I was in Waitrose today. It's not particularly unusual for me to be in Waitrose, I admit. I love Waitrose, it's like the other supermarkets; but it's full of lovely things rather than just tins of beans and sad looking vegetables.
Anyway, less of my middle-class prejudice. I was in Waitrose Canary Wharf earlier buying some cartridges for my fountain pen and also needed some groceries from downstairs. It turns out that they have changed their till system so it's no longer possible to pay for items from "upstairs" in the grocery bit downstairs. It used to be one of the pleasures of shopping there that you could pick up a towel or a pair of pants from upstairs and then pay alongside your grocery downstairs - but since they put the new tills in downstairs, it didn't work anymore. I had to queue twice. Oh, the horror.
I didn't wander much around Canary Wharf, but I did pop into Gap.
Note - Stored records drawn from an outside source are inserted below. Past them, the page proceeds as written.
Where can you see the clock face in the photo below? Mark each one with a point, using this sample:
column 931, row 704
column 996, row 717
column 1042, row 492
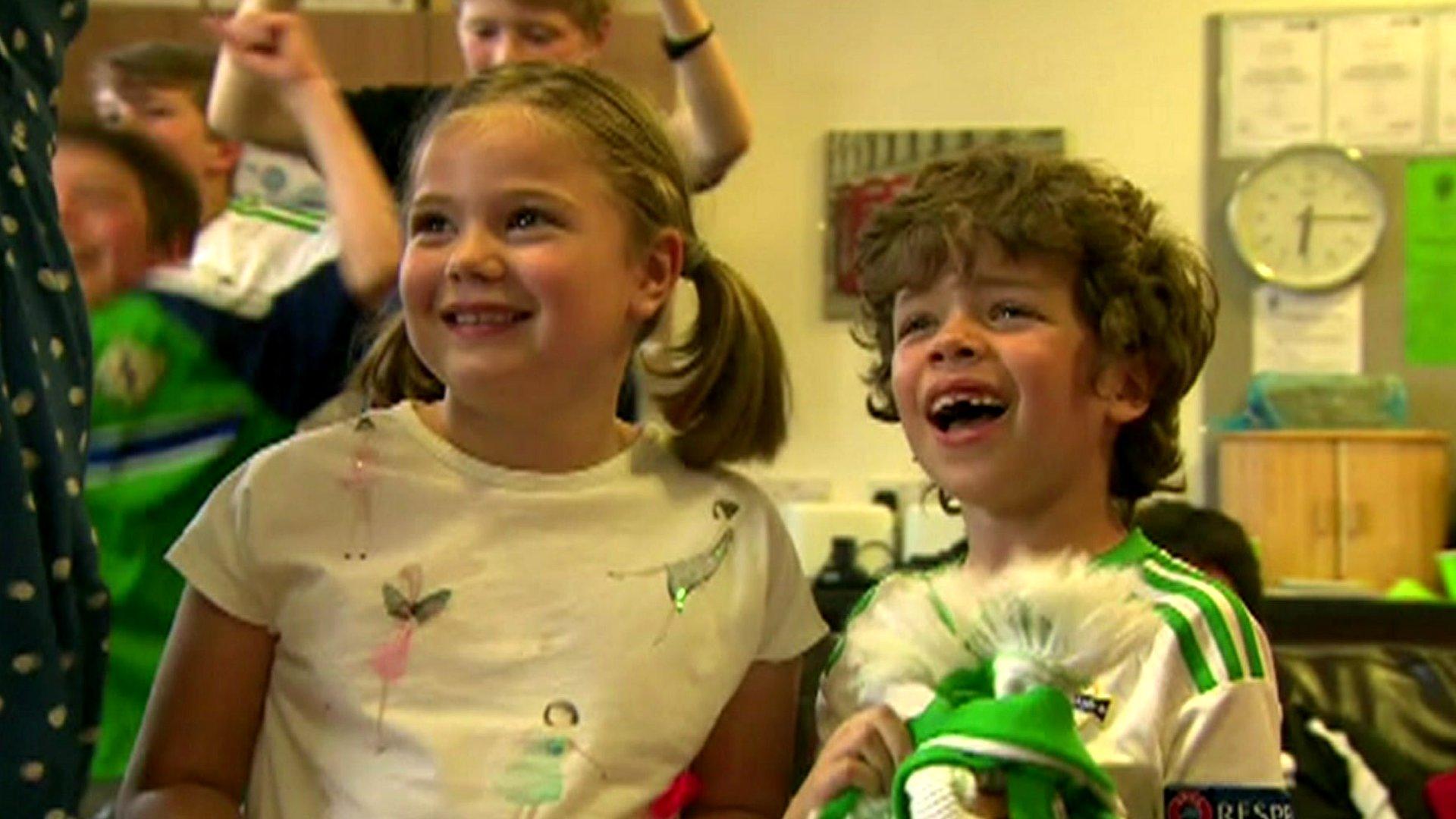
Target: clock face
column 1308, row 218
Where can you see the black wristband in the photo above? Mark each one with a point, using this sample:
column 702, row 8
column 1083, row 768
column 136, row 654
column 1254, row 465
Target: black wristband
column 679, row 49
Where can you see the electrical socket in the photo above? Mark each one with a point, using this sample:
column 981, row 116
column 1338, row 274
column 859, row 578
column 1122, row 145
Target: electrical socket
column 797, row 488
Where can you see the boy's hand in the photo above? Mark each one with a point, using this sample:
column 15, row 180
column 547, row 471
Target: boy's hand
column 864, row 754
column 277, row 46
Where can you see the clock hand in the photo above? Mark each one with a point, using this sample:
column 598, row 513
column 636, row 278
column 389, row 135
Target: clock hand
column 1343, row 216
column 1307, row 219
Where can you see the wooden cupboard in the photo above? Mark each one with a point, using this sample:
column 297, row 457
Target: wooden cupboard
column 1362, row 506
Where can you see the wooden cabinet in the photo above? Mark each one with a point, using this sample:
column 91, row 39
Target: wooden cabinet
column 1365, row 506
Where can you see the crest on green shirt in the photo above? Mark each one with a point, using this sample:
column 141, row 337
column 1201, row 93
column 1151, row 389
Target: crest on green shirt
column 128, row 372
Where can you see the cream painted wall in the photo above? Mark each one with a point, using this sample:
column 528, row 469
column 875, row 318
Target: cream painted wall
column 1123, row 77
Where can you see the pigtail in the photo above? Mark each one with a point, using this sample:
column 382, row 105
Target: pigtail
column 391, row 371
column 728, row 384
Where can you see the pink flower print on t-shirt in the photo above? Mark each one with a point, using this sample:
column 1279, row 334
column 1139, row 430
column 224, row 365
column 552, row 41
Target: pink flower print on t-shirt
column 405, row 605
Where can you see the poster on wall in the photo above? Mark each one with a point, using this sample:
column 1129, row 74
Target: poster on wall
column 1446, row 77
column 864, row 169
column 1376, row 79
column 1272, row 82
column 1308, row 333
column 1430, row 262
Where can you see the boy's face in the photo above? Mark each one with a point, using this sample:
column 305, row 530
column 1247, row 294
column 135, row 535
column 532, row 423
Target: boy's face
column 104, row 219
column 998, row 385
column 171, row 117
column 494, row 33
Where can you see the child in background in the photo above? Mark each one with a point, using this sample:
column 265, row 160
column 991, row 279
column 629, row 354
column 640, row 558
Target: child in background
column 711, row 129
column 495, row 598
column 1034, row 330
column 248, row 251
column 187, row 390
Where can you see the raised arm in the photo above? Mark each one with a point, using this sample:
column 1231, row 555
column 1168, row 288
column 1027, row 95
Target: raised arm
column 278, row 47
column 714, row 126
column 242, row 104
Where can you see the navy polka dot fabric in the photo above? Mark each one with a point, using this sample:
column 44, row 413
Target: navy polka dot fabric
column 53, row 607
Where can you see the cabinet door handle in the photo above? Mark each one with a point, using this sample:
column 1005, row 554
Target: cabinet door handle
column 1320, row 519
column 1359, row 519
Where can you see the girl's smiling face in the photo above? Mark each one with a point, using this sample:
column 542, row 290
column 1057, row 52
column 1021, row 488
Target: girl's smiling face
column 998, row 382
column 522, row 280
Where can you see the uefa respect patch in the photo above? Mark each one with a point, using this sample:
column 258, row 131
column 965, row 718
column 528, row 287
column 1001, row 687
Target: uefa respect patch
column 1222, row 802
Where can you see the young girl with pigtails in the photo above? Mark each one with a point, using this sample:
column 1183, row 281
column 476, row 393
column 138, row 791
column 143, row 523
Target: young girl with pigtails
column 494, row 598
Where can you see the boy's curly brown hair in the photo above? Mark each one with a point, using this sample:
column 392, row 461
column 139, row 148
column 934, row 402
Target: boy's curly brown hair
column 1144, row 290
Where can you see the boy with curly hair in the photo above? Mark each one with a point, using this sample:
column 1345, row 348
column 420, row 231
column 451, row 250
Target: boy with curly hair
column 1034, row 328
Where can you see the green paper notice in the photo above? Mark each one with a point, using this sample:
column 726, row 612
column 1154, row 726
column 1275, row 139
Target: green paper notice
column 1430, row 261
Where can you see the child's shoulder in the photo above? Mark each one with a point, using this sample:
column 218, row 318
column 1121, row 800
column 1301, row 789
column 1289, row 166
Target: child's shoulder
column 1206, row 629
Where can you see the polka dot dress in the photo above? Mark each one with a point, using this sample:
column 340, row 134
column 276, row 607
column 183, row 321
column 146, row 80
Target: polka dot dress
column 53, row 607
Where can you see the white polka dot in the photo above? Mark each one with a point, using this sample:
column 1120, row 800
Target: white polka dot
column 57, row 280
column 22, row 404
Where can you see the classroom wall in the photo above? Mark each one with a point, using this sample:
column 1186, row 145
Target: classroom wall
column 1123, row 77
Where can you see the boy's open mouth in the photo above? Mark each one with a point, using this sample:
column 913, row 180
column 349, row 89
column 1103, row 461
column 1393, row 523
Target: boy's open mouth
column 962, row 410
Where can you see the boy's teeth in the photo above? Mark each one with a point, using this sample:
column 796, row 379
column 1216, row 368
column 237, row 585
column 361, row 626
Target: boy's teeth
column 976, row 400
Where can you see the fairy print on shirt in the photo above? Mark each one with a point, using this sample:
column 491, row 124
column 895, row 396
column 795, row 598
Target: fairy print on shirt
column 411, row 610
column 685, row 576
column 536, row 776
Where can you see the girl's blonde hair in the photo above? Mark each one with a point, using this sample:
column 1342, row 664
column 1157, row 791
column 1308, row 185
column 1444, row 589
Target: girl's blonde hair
column 726, row 385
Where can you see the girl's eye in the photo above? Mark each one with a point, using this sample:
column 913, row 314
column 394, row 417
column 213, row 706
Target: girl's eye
column 528, row 219
column 427, row 223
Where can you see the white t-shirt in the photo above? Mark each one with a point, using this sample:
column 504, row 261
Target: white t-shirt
column 1190, row 722
column 249, row 254
column 441, row 623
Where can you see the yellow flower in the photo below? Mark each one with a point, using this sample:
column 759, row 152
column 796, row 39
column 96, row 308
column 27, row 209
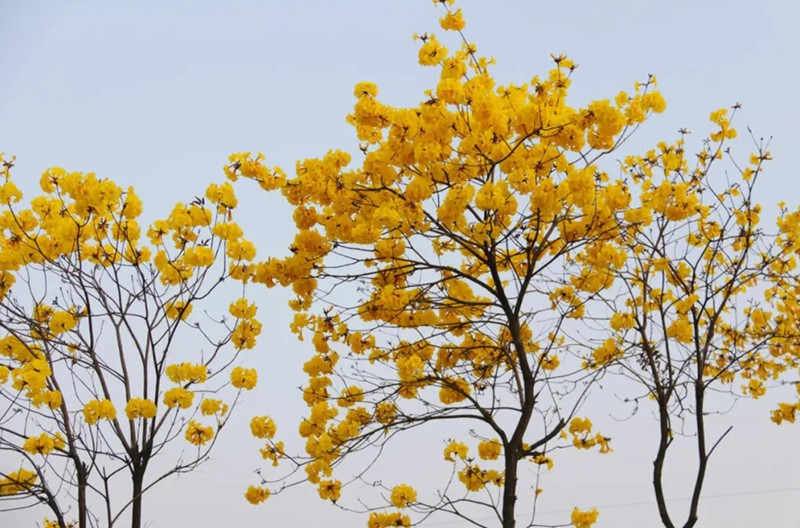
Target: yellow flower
column 17, row 482
column 365, row 89
column 140, row 408
column 402, row 495
column 256, row 494
column 262, row 427
column 178, row 397
column 61, row 322
column 43, row 444
column 243, row 378
column 542, row 459
column 330, row 490
column 198, row 434
column 453, row 21
column 583, row 519
column 211, row 406
column 455, row 448
column 490, row 450
column 242, row 309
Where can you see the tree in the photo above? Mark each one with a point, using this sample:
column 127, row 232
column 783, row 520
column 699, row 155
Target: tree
column 439, row 280
column 102, row 366
column 706, row 297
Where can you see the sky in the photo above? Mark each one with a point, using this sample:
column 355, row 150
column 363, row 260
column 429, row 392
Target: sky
column 157, row 94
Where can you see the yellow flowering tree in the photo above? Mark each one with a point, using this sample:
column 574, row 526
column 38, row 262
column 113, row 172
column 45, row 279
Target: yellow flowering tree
column 106, row 355
column 437, row 280
column 705, row 308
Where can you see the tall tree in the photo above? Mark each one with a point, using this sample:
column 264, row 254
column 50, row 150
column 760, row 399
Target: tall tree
column 96, row 378
column 705, row 306
column 438, row 279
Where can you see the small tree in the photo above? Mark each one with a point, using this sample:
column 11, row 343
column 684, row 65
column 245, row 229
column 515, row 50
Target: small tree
column 438, row 280
column 689, row 319
column 102, row 367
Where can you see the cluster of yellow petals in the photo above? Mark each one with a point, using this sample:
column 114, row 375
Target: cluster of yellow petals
column 18, row 481
column 198, row 434
column 244, row 378
column 402, row 495
column 580, row 429
column 256, row 494
column 43, row 444
column 583, row 518
column 137, row 408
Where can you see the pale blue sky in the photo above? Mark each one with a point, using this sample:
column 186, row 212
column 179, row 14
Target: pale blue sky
column 156, row 94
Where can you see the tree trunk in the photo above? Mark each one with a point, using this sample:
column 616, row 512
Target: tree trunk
column 136, row 514
column 82, row 479
column 510, row 488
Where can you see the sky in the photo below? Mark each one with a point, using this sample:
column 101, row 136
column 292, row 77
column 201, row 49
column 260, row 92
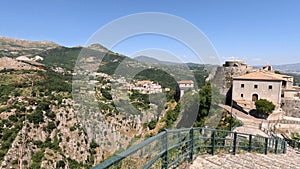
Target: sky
column 258, row 32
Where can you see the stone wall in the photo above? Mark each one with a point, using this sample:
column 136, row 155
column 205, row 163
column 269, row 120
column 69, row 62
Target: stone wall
column 291, row 107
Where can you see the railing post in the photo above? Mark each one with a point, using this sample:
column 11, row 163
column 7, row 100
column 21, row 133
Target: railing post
column 284, row 147
column 213, row 143
column 266, row 145
column 276, row 146
column 234, row 142
column 165, row 156
column 250, row 143
column 191, row 144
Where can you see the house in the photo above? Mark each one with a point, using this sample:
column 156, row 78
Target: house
column 261, row 84
column 185, row 85
column 147, row 87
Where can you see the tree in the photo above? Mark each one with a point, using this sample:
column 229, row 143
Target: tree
column 264, row 106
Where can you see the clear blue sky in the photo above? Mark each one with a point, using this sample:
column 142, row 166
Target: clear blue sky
column 257, row 31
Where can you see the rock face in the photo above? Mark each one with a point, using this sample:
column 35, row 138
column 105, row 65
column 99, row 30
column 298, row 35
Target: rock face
column 9, row 63
column 66, row 142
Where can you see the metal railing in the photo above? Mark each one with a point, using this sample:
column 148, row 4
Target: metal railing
column 294, row 144
column 173, row 148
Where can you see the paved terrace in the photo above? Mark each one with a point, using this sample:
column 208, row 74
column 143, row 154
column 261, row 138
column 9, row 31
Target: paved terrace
column 290, row 160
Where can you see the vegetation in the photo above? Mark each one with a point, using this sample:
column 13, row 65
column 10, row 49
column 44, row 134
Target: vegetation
column 209, row 98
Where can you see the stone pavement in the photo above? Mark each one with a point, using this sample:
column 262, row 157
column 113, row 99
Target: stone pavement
column 290, row 160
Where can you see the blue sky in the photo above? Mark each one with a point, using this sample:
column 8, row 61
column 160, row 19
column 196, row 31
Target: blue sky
column 259, row 32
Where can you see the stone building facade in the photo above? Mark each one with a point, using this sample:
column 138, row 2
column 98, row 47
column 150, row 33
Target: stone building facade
column 261, row 84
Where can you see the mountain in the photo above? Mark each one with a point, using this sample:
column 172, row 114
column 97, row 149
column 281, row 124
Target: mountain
column 40, row 126
column 13, row 48
column 149, row 59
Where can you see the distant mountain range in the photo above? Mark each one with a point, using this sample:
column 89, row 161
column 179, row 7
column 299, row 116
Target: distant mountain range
column 149, row 59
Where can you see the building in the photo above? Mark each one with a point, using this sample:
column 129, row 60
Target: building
column 261, row 84
column 185, row 85
column 147, row 87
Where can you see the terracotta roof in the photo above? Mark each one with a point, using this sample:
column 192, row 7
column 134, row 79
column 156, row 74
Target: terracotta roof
column 262, row 76
column 185, row 82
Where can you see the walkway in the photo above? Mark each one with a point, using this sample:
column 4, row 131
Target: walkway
column 290, row 160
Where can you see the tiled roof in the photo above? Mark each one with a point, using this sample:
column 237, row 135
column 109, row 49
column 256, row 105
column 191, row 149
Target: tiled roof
column 259, row 75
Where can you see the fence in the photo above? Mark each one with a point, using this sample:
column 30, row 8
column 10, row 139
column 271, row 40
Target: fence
column 294, row 144
column 174, row 148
I've reached that age where I feel "a bit trendy" shopping in Gap and wonder whether their clothes are a bit young for me, and whether I'd look a bit sad for wearing trousers with turnups. Anyway, I noticed that tshirts are no longer referred to as coming in different "sizes" but different "fits". Now - I always thought those were two separate things - the "size" was how big the clothes were and the "fit" was the shape. But apparently not - "small" through to "large" are now described as "fit". Have we really turned into a society where people are going to get offended by having to buy clothes which say "large" on them? I mean. Really?
In some ways, I'm resistant to change. Despite working in technology for years, I'm not really one who moves with the modern world. Yes, I have a phone which does all sorts of things and my music collection is stored on a hard drive rather than a CD rack - but I don't own a BluRay player or read my books on a Kindle. I still write letters with a fountain pen. My address book is a real book which lives in a drawer in the living room and when I read a book, I read one with real pages made of real dead trees which turn with a satisfying feel. Today, for instance, I bought two CDs. Real CDs with covers and everything. Surprisingly hard to find them these days, but there's something nice about it. I will rip them, of course, and listen to the music on my phone, but that's not the point.
Some people used to think it odd when I worked in the mobile phone world that I wouldn't keep my address book on my phone. I still don't. There's something in me which likes to write out Christmas Cards by going through the address book and copying the address from one hand-written line to another. I do so with a calligraphy-nibbed fountain pen, too. So maybe things don't change that much after all.